上記したように、訂正審判を請求すると共に、上申書を提出し、その訂正が認められれば、権利行使や交渉の段階で不利益となる事態はかなり軽減されます。仮に、訂正審判で挙げられた公知資料を基本として無効審判を請求されても、特許庁において無効審決がされる可能性は低いと考えられます(既に、審判部において独立特許要件があると結論されており、異なる結論が出されるのは考え難いところです)。また、侵害裁判において、権利は無効である(権利濫用)と主張されたとしても、専門官庁である特許庁において有効であるとの判断が出されている以上、特許に無効理由がある、と判断する可能性も低いと判断できます(ただし、特許庁と裁判所で、無効性の判断について齟齬が生じる可能性はあります)。

【5】

訂正審判は、無効審判と異なり査定系であり、拒絶査定不服審判のように早期審理制度はありませんが、上申書において、第三者が実施行為をしている等を主張し、早期性が必要であることを記載することにより、その審理を早くすることは可能です(無効審判のように第三者が関与しないため、早期に決着する可能性も高いと考えられます)。

【6】

訂正審判を請求して、訂正した内容が訂正要件を満足しない場合、訂正拒絶理由が通知されます。
 権利者側は、これに対して意見書を提出できると共に、場合によっては、審判請求書の要旨を変更しない範囲で補正することができます(この補正については、126条の制限の下、さらに拒絶理由を解消するものであるため、かなり限定されてしまいます)。
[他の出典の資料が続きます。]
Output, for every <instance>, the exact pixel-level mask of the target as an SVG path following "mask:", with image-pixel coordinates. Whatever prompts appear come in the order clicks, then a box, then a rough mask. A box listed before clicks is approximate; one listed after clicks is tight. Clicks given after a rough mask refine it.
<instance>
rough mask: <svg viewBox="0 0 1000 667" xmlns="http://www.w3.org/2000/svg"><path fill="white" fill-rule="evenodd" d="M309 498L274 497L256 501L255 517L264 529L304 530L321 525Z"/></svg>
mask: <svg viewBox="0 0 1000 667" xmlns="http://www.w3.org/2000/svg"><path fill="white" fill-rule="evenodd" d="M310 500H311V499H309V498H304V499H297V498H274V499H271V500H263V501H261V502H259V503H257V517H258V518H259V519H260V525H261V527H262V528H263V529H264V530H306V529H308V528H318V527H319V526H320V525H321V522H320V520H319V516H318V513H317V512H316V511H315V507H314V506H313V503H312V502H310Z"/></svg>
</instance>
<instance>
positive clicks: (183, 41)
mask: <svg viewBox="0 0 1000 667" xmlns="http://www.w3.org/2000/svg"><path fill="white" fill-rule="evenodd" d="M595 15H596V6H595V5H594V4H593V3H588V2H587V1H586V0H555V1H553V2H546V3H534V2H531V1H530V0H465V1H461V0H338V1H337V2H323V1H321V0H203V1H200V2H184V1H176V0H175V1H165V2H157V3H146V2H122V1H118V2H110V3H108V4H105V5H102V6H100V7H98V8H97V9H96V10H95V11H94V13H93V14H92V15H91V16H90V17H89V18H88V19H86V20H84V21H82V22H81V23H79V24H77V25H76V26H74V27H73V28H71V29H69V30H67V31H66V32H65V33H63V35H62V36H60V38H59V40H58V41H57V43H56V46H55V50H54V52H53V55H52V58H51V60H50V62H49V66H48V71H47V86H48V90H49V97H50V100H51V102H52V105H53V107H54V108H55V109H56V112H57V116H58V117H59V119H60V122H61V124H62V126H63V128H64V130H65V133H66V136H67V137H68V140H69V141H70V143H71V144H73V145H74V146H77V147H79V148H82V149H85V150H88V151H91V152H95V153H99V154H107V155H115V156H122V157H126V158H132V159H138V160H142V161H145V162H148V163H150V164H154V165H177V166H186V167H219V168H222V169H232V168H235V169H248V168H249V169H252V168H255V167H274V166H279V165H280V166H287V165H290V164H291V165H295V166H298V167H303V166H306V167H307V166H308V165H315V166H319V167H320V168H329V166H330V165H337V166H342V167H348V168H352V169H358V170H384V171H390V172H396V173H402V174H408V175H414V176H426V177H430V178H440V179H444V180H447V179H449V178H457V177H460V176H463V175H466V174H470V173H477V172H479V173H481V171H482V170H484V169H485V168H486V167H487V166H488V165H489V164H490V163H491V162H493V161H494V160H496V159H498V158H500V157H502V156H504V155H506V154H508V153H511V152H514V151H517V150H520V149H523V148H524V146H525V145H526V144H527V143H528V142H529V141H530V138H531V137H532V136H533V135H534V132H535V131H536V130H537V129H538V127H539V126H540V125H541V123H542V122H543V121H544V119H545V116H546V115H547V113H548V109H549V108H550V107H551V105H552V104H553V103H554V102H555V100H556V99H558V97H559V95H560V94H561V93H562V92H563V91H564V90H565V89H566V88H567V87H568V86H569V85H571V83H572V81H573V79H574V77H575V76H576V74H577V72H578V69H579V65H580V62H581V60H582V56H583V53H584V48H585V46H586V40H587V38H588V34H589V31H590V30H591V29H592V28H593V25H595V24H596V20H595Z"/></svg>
 なお、訂正審判は、訂正が認められるか否かが判断されるのであり、特許が無効にされるわけではありません。訂正が認められなければ、補正することなく審判請求を取り下げ、複数回に亘って審判請求することも可能です(法律上、訂正する回数や時期に制限は設けられていません)。

 ただし、侵害訴訟において、被告側から、特許に無効理由があり、権利濫用との抗弁があった場合において、特許庁に対して訂正審判を請求する際には、審理を不当に遅延させたり、迅速な解決を妨げることのないように留意すべきです(平成19年(ワ)2980号等にあるように、訂正の小出しは好ましくないでしょう)。

【7】

平成23年の特許法改正において、無効審判が請求されて無効審決がされた後、審決取消訴訟を提起しての訂正審判請求ができなくなりました。
 このため、無効審判が請求されたときは、その無効審判の手続で、訂正をすべきか否かについて詳細に検討する必要があります。例えば、無効理由の基礎となる公知技術の内容を吟味しつつ、対象製品が技術的範囲から外れないように訂正することを考慮する必要があるでしょう。なお、無効審判の合議体は、「審決の予告」を通知して特許権者に対しては、訂正請求をするための期間が指定されますので、その期間内に訂正請求をすることとなります。